On Saturday 27 May, the project’s first community workshop took place within the Robinson Library, Newcastle University.
Eleven people participated in this workshop. From the beginning, participants were introduced to the project, the workshop aims and objectives.
For this workshop, it was important for the group to be introduced to the Gertrude Bell archive with the Robinson Library.
Once within the archives, the participants were able to explore specific images and knowledge in relation to places of worship. These images, books and documents were used to further discussions and reflections in relation to specific places in the Middle East and differences between histories and cultures and languages.
There were also some activities specifically catered for the children that linked into the themes and areas of study, such as ‘home’, ‘identity’ and ‘place’.
Responses to the archives, stories and ideas were collected using questionnaires, audio recordings as well as workshop evaluations.
Feedback from the participants, details how much they enjoyed the workshop. The workshop activities stimulated them to contribute to their heritage and understand its importance for future generations.
Further workshops are scheduled to follow.

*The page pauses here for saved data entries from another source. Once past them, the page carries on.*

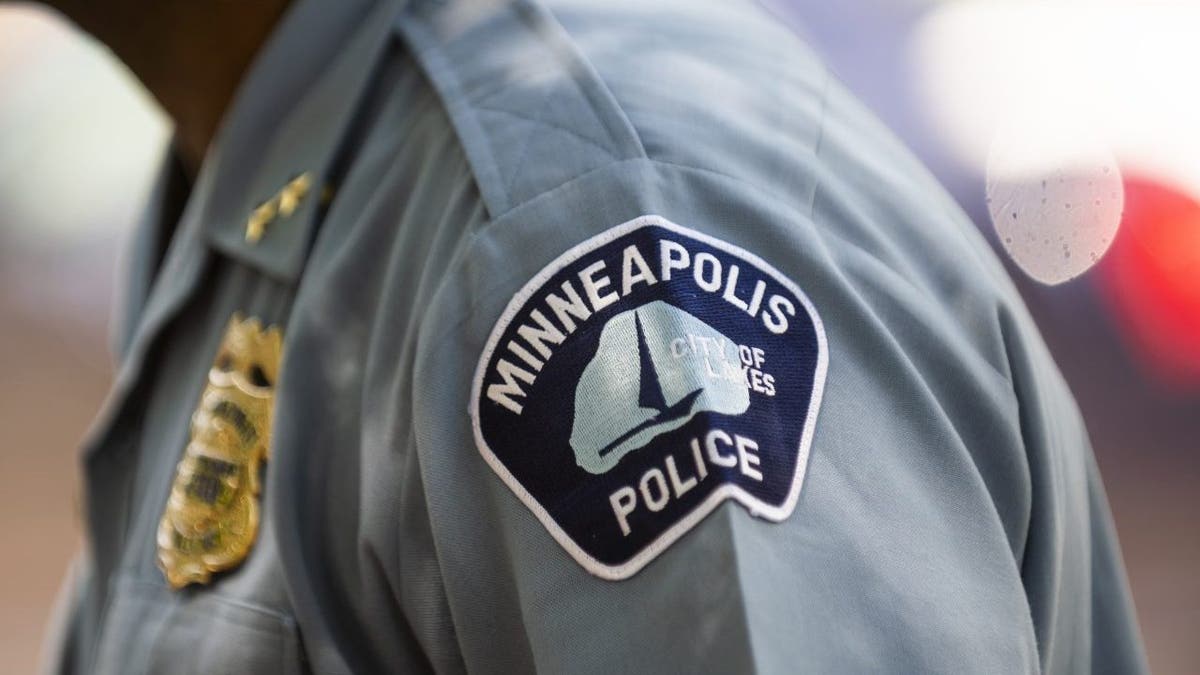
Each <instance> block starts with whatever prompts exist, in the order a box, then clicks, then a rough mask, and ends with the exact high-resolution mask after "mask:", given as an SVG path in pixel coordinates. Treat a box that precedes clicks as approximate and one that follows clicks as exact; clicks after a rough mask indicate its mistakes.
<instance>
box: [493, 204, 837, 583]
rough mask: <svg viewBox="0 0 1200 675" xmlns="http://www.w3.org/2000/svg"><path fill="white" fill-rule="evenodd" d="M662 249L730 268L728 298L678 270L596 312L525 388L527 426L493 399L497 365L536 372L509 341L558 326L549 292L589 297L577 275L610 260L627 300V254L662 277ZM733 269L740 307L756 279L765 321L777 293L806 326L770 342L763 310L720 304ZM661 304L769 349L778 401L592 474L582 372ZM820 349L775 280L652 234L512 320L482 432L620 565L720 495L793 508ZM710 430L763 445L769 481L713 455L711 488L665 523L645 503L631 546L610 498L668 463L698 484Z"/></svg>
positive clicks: (674, 508) (545, 292)
mask: <svg viewBox="0 0 1200 675" xmlns="http://www.w3.org/2000/svg"><path fill="white" fill-rule="evenodd" d="M664 239H666V240H672V241H677V243H679V244H682V245H683V246H684V247H685V249H686V250H688V251H689V252H690V255H691V262H692V264H695V256H696V253H698V252H708V253H712V255H713V256H715V257H716V258H718V259H719V261H720V262H721V270H722V287H721V291H718V292H715V293H709V292H706V291H703V289H701V288H700V287H698V286H696V282H695V280H694V276H692V269H694V268H692V267H689V268H688V269H683V270H678V269H674V270H672V277H671V280H670V281H666V282H664V281H662V280H661V279H659V282H658V283H654V285H646V283H637V285H635V286H634V288H632V289H631V292H630V294H629V295H625V297H623V298H620V300H619V301H616V303H613V304H612V305H610V306H607V307H605V309H604V310H601V311H599V312H594V313H593V315H592V316H590V317H589V318H588V319H587V321H584V322H582V323H580V324H578V325H577V328H576V330H575V333H572V334H570V335H568V336H566V339H565V340H564V342H563V344H562V345H558V346H554V347H553V354H552V356H551V358H550V359H548V360H547V362H546V364H545V365H544V366H542V369H541V371H540V372H539V374H538V377H536V381H535V382H534V384H533V386H528V384H524V383H522V387H523V389H524V390H526V398H524V399H516V400H518V401H521V402H522V405H523V406H524V407H523V410H522V413H521V414H520V416H517V414H515V413H512V412H511V411H509V410H508V408H505V407H503V406H500V405H498V404H496V402H494V401H492V400H491V399H488V398H487V386H488V384H490V383H492V382H496V381H497V378H496V375H494V366H496V364H497V362H498V360H499V359H500V358H506V359H508V360H510V362H511V363H514V364H516V365H521V366H522V368H526V366H524V364H522V363H521V360H520V359H517V358H516V357H514V356H512V354H511V353H510V352H509V351H508V350H506V348H505V345H508V342H509V341H510V340H516V341H517V342H518V344H522V345H524V342H523V340H521V339H520V337H518V336H517V333H516V329H517V327H520V325H521V324H522V323H526V322H529V311H530V310H534V309H541V310H542V312H544V313H545V315H546V316H547V317H551V321H553V318H552V313H551V312H548V311H547V310H546V307H545V305H544V304H542V299H544V298H545V294H546V293H548V292H557V293H558V294H559V295H562V283H563V282H564V281H566V280H571V283H572V286H575V288H576V291H578V292H580V293H581V295H582V293H583V291H582V288H581V285H580V282H578V271H580V270H581V269H583V268H586V267H587V265H589V264H592V263H594V262H596V261H598V259H604V261H605V271H604V274H605V275H607V276H608V277H610V279H611V280H612V286H610V287H607V288H605V289H604V291H605V292H610V291H612V292H618V293H619V291H620V269H622V251H623V250H624V249H625V247H626V246H629V245H630V244H635V245H636V246H637V247H638V251H640V252H641V253H642V256H643V257H644V258H646V262H647V263H648V264H649V267H650V269H652V270H653V271H654V275H655V277H659V276H660V274H659V273H660V265H659V255H660V253H659V241H660V240H664ZM733 264H736V265H738V268H739V270H740V275H739V279H738V287H737V297H738V298H742V299H743V300H746V299H749V298H750V294H751V292H752V291H754V285H755V282H756V280H757V279H762V280H763V281H766V282H767V291H766V294H764V295H763V310H762V311H767V310H766V306H767V299H768V298H770V297H772V294H780V295H784V297H785V298H787V299H788V300H791V303H792V304H793V306H794V307H796V316H791V317H788V329H787V330H786V331H785V333H782V334H780V335H776V334H774V333H770V331H769V330H768V329H767V328H766V327H764V325H763V323H762V316H761V315H762V311H761V312H760V315H758V316H755V317H751V316H750V315H748V313H746V312H744V311H742V310H739V309H738V307H736V306H733V305H732V304H730V303H728V301H727V300H725V299H724V298H722V295H721V293H722V292H724V282H725V280H726V279H727V275H728V269H730V265H733ZM654 300H664V301H666V303H670V304H672V305H674V306H677V307H679V309H683V310H684V311H686V312H689V313H691V315H692V316H695V317H697V318H700V319H701V321H703V322H704V323H707V324H708V325H710V327H713V328H714V329H716V330H719V331H720V333H721V334H722V335H725V336H727V337H730V339H731V340H733V341H734V342H736V344H738V345H749V346H752V347H762V348H763V350H764V351H766V363H764V364H763V370H764V371H766V372H769V374H772V375H773V376H774V377H775V389H776V393H775V396H767V395H764V394H761V393H757V392H755V390H752V389H751V390H750V407H749V410H748V411H746V412H745V413H743V414H739V416H726V414H718V413H713V412H707V411H704V412H700V413H697V414H696V416H695V417H694V418H692V419H691V420H689V422H688V423H686V424H685V425H683V426H680V428H679V429H676V430H673V431H670V432H666V434H661V435H659V436H656V437H654V438H653V440H652V441H650V442H649V443H648V444H647V446H644V447H642V448H638V449H635V450H632V452H630V453H629V454H626V455H625V456H624V458H622V460H620V461H619V462H618V464H617V466H614V467H613V468H612V470H610V471H608V472H606V473H602V474H593V473H589V472H587V471H584V470H583V468H580V466H578V465H577V464H576V462H575V453H574V452H572V449H571V446H570V436H571V424H572V420H574V418H575V388H576V386H577V384H578V381H580V377H581V374H582V371H583V369H584V368H586V366H587V364H588V362H590V360H592V357H593V356H594V354H595V351H596V347H598V345H599V340H600V334H601V331H602V330H604V327H605V324H606V323H607V322H608V319H611V318H612V317H613V316H616V315H618V313H620V312H624V311H628V310H632V309H636V307H638V306H642V305H644V304H647V303H652V301H654ZM556 323H557V322H556ZM526 346H527V345H526ZM818 350H820V342H818V339H817V334H816V327H815V325H814V322H812V318H811V317H810V316H808V313H806V307H805V304H804V303H803V301H802V300H800V299H799V298H797V297H796V294H794V293H792V292H791V291H790V289H788V288H786V287H785V286H784V285H781V283H780V282H779V281H778V280H776V279H775V277H774V276H773V275H772V274H769V273H768V271H766V270H762V269H760V268H758V265H756V264H754V263H751V262H749V261H745V259H743V258H740V257H738V256H736V255H732V253H728V252H726V251H724V250H721V249H718V247H715V246H710V245H708V244H706V243H703V241H700V240H697V239H692V238H691V237H688V235H685V234H680V233H677V232H672V231H670V229H666V228H662V227H658V226H644V227H640V228H636V229H634V231H631V232H629V233H626V234H624V235H622V237H618V238H617V239H614V240H612V241H610V243H607V244H604V245H601V246H599V247H598V249H595V250H593V251H589V252H588V253H586V255H583V256H582V257H580V258H578V259H577V261H575V262H572V263H569V264H568V265H565V267H564V268H563V269H560V270H558V271H557V273H556V274H554V275H553V276H551V277H550V279H548V280H547V281H545V282H544V283H542V285H541V287H540V288H536V289H534V291H533V292H532V294H530V295H529V297H528V299H527V300H526V304H524V306H522V307H521V309H520V310H518V311H517V312H516V315H514V317H512V319H511V321H510V322H509V324H508V325H506V327H505V330H504V333H503V334H502V335H500V336H499V340H498V341H497V342H496V350H494V352H493V353H492V354H491V357H490V360H488V363H487V368H486V370H485V371H484V382H482V387H481V390H480V400H479V401H478V404H479V422H480V428H481V432H482V436H484V440H485V441H486V443H487V446H488V448H490V449H491V450H492V453H493V454H494V455H496V456H497V458H498V459H499V460H500V461H502V462H503V464H504V466H505V467H506V468H508V470H509V472H510V473H512V476H514V477H515V478H516V479H517V480H518V482H520V483H521V484H522V485H523V486H524V489H526V490H527V491H528V492H529V494H530V495H532V496H533V497H534V498H535V500H536V501H538V502H539V503H540V504H541V506H542V507H544V508H545V509H546V510H547V512H548V513H550V515H551V516H552V518H553V519H554V520H556V521H557V522H558V525H559V526H560V527H562V528H563V530H564V531H565V532H566V534H568V536H570V537H571V539H574V540H575V543H576V544H577V545H578V546H580V548H581V549H583V550H584V551H586V552H587V554H589V555H590V556H592V557H594V558H596V560H598V561H599V562H601V563H604V565H606V566H618V565H622V563H624V562H626V561H629V560H630V558H632V557H634V556H635V555H637V554H638V552H640V551H641V550H643V549H644V548H646V546H647V545H649V544H650V543H652V542H654V539H656V538H658V537H659V536H660V534H662V533H664V532H665V531H666V530H668V528H670V527H671V526H672V525H674V524H676V522H678V521H679V520H680V519H683V518H684V516H685V515H688V513H690V512H691V510H694V509H695V508H696V507H697V506H700V504H701V503H702V502H703V501H704V500H706V498H707V497H708V496H709V495H710V494H712V492H713V491H714V490H715V489H716V488H719V486H720V485H721V484H725V483H732V484H736V485H738V486H740V488H742V489H743V490H745V491H746V492H749V494H750V495H752V496H754V497H756V498H758V500H761V501H763V502H766V503H768V504H770V506H776V507H778V506H781V504H782V503H784V502H785V501H786V500H787V496H788V492H790V491H791V488H792V483H793V479H794V478H796V471H797V461H798V459H799V447H800V437H802V435H803V432H804V425H805V422H806V418H808V411H809V402H810V400H811V396H812V390H814V377H815V374H816V369H817V363H818V357H820V353H818ZM710 429H721V430H724V431H726V432H727V434H730V436H733V435H734V434H742V435H743V436H748V437H750V438H752V440H755V441H756V442H757V443H758V455H760V458H761V466H760V467H758V468H760V470H761V471H762V474H763V480H762V482H758V480H755V479H752V478H749V477H746V476H744V474H743V473H742V472H740V470H739V468H738V467H737V466H734V467H730V468H725V467H721V466H716V465H714V464H712V462H708V459H707V453H706V455H704V459H706V464H707V465H708V471H709V474H708V477H707V478H706V479H704V480H701V482H700V484H698V485H697V486H696V488H694V489H691V490H690V491H688V492H685V494H684V495H683V497H682V498H678V500H676V498H673V497H672V498H671V501H670V502H668V503H667V506H666V507H665V508H664V509H662V510H660V512H656V513H655V512H652V510H649V509H648V508H646V506H644V503H642V497H641V494H638V508H637V509H636V510H635V512H634V513H631V514H630V515H629V516H628V521H629V526H630V527H631V532H630V533H629V534H628V536H624V534H623V533H622V530H620V526H619V525H618V521H617V518H616V515H614V514H613V510H612V506H611V503H610V498H608V497H610V495H611V494H612V492H613V491H614V490H617V489H619V488H620V486H623V485H629V486H632V488H634V489H635V490H636V489H637V484H638V480H640V479H641V477H642V474H643V473H644V472H646V471H647V470H648V468H650V467H652V466H656V467H659V468H660V470H662V471H664V473H666V471H665V468H664V461H665V459H666V455H667V454H674V456H676V462H677V465H678V467H679V474H680V478H682V479H683V480H686V477H688V476H692V474H695V467H694V461H692V459H691V456H692V455H691V449H690V446H689V442H690V440H691V438H692V437H700V438H701V444H702V447H703V436H704V435H706V434H707V432H708V431H709V430H710ZM721 452H722V454H730V453H732V452H733V449H732V448H727V447H722V448H721ZM668 484H670V483H668ZM668 489H670V488H668Z"/></svg>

On Saturday 29 July, the second workshop in relation to the project took place within Newcastle University.
Four people participated in this workshop. Dr. Mark Jackson was there to welcome participants on behalf of the university and explained the project as an opportunity to give participants the space to express themselves through research and creativity.
This workshop focused on creative activities including visual journaling; the mixing of words, images, collage and paints. This provided a safe space for participants to explore issues around journey, memories, heritage and identity.
Responding to photography the from the Gertrude Bell archives as well as their own artwork, the participants shared stories that involved genocide, displacement and loss of identity, heritage and continuity. One participant also gave a presentation on her work on archiving neo Aramaic language.
What emerged during the workshop was the realisation of reality; that there have been centuries of massacres and genocides and nothing seems to have changed. There seems no end to this destruction.
What was proposed was the need for us all to recognise and accept the rights of every human being no matter who they are or where they come from. Education and law implementation play a vital role in these changes of attitudes and actions.
Running throughout the summer, a selection of writers have been commissioned to produce a piece of writing in response to an image, text or both. This virtual workshop is aimed as producing varied and nuanced creative responses to particular resources within the archives. These creations will be featured on the page, The Creative Responses.